Watykan ogłosił we wtorek papieski dokument pod nazwą Motu Proprio, na mocy którego powstała ta nowa instytucja akademicka.
Nowy Instytut zastąpi utworzony w 1981 roku przez polskiego papieża Instytut Studiów nad Małżeństwem i Rodziną, działający na Uniwersytecie Laterańskim w Rzymie.
Franciszek napisał, że Janem Pawłem II, który go założył, powodowała „wielka troska o rodzinę”. Następnie papież przypomniał, że w ostatnim czasie odbyły się dwa synody biskupów na temat małżeństwa i rodziny, a ich rezultatem była adhortacja apostolska „Amoris laetitia”.

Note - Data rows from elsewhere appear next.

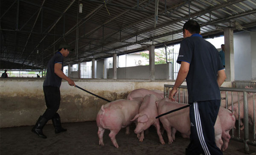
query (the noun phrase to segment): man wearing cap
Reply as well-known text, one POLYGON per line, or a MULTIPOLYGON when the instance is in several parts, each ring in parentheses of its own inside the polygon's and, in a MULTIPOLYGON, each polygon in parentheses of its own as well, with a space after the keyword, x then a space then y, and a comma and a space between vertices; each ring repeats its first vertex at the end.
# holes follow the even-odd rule
POLYGON ((61 45, 58 51, 51 58, 47 65, 46 77, 43 85, 47 109, 44 114, 39 117, 32 130, 32 132, 44 138, 47 137, 43 133, 43 128, 51 119, 55 128, 55 133, 67 131, 67 129, 61 127, 60 116, 57 111, 61 101, 60 87, 62 79, 67 81, 70 86, 76 87, 74 81, 65 75, 63 71, 63 57, 67 56, 72 50, 69 45, 61 45))
POLYGON ((222 155, 215 143, 214 125, 221 104, 219 87, 226 76, 218 51, 203 39, 200 29, 195 20, 183 26, 184 39, 177 61, 180 68, 169 99, 175 100, 174 96, 186 79, 191 105, 190 143, 186 155, 222 155))

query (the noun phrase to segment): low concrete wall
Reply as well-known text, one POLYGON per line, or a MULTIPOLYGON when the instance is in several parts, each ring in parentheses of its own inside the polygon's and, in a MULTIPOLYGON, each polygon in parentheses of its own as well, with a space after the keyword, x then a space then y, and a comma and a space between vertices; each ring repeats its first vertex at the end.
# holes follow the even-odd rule
MULTIPOLYGON (((44 78, 0 79, 0 127, 34 125, 46 109, 43 91, 44 78)), ((63 122, 95 121, 101 106, 107 102, 63 80, 58 113, 63 122)), ((134 89, 163 90, 166 80, 74 79, 76 84, 110 101, 126 99, 134 89)), ((186 82, 183 83, 186 85, 186 82)), ((227 83, 226 86, 229 85, 227 83)), ((231 85, 231 84, 230 84, 231 85)), ((49 121, 48 123, 52 123, 49 121)))
MULTIPOLYGON (((157 80, 172 79, 172 64, 155 65, 155 77, 157 80)), ((138 66, 117 68, 117 79, 149 79, 149 66, 138 66)), ((113 78, 113 69, 108 69, 108 78, 113 78)))

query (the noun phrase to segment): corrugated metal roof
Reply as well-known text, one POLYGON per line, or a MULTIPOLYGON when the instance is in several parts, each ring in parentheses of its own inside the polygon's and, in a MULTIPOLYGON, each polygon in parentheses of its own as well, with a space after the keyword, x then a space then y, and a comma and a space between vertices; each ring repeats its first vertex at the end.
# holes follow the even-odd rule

Ta droga synodalna - zauważył - sprawiła, że temat ten znalazł się ponownie w centrum uwagi Kościoła, a to doprowadziło Kościół do odnowionej świadomości wyzwań duszpasterskich, na które musi odpowiedzieć. Wymaga to jego zdaniem tego, by na poziomie akademickiej dyskusji na temat małżeństwa i rodziny „nie zabrakło nigdy perspektywy duszpasterskiej oraz uwagi skierowanej na rany ludzkości”.

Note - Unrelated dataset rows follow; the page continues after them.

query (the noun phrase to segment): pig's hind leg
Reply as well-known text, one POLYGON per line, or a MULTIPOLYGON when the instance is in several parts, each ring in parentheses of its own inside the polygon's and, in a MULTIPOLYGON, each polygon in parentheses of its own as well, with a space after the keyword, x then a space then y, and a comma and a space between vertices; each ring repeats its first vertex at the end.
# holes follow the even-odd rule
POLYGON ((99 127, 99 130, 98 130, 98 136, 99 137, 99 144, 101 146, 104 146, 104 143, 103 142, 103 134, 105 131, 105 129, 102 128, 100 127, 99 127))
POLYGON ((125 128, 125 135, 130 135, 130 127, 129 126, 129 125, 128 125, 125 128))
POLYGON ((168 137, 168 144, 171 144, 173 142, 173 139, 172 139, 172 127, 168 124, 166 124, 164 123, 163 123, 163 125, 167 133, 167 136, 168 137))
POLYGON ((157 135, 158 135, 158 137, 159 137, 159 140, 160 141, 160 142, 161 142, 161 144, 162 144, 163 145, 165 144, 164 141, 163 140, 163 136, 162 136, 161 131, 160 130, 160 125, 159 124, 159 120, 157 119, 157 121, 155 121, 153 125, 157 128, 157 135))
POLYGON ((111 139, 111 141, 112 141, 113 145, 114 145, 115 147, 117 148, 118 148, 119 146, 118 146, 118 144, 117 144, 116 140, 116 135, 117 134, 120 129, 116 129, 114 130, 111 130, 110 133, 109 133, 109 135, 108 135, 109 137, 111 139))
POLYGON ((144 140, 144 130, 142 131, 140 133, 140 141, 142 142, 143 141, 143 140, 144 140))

Papież podkreślił, że dobro rodziny ma decydujący wpływ na przyszłość świata i Kościoła.
Uzasadniając swą decyzję, papież ocenił: „Zmiany antropologiczno-kulturowe, które wpływają na wszystkie aspekty życia i wymagają analitycznego, zróżnicowanego podejścia, nie pozwalają nam na to, by ograniczać się do praktyk duszpasterskich i misyjnych, odzwierciedlających formy i wzory z przeszłości”.
„Mając jasne postanowienie wierności nauczaniu Chrystusa, musimy patrzeć z inteligencją uczuciową i mądrym realizmem na rzeczywistość rodziny w dzisiejszych czasach, w całej jej złożoności, w jej blaskach i cieniach” - podkreślił Franciszek w liście apostolskim.

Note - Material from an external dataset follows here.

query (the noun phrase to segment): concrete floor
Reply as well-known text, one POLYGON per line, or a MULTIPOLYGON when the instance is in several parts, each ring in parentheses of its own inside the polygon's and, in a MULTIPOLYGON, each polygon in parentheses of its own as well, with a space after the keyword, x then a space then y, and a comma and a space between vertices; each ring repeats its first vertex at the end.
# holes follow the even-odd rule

Dlatego - jak zaznaczył - postanowił nadać nowy porządek prawny Instytutowi Jana Pawła II, aby „dalekowzroczna intuicja” polskiego papieża, dzięki której powstała ta akademicka instytucja, była obecnie jeszcze bardziej „uznawana i ceniona”.
Franciszek ogłosił, że na mocy jego decyzji poszerza się pole zainteresowań Instytutu, zarówno jeśli chodzi o wymiar zadań duszpasterskich i misji kościelnej, jak i rozwój nauk społecznych, kulturowych i antropologicznych, co – jak zaznaczył - ma „fundamentalne znaczenie dla kultury życia”.
Dwa synody biskupów na temat rodziny w 2014 i 2015 roku w Watykanie, których podsumowaniem była adhortacja apostolska "Amoris laetitia", zainicjowały w Kościele dyskusję m.in. na temat sytuacji osób rozwiedzionych będących w nowych związkach oraz ich dostępu do komunii. Na tym tle doszło do wyraźnych podziałów w hierarchii kościelnej i protestów części dostojników, którzy postawę duszpasterskiego otwarcia na tych ludzi uznali za próbę odejścia od nauczania Kościoła.
Synody nie doprowadziły do żadnego przełomu, ale papież zachęcił biskupów i kapłanów do postawy "rozeznania", czyli indywidualnego rozpatrywania każdej takiej sytuacji.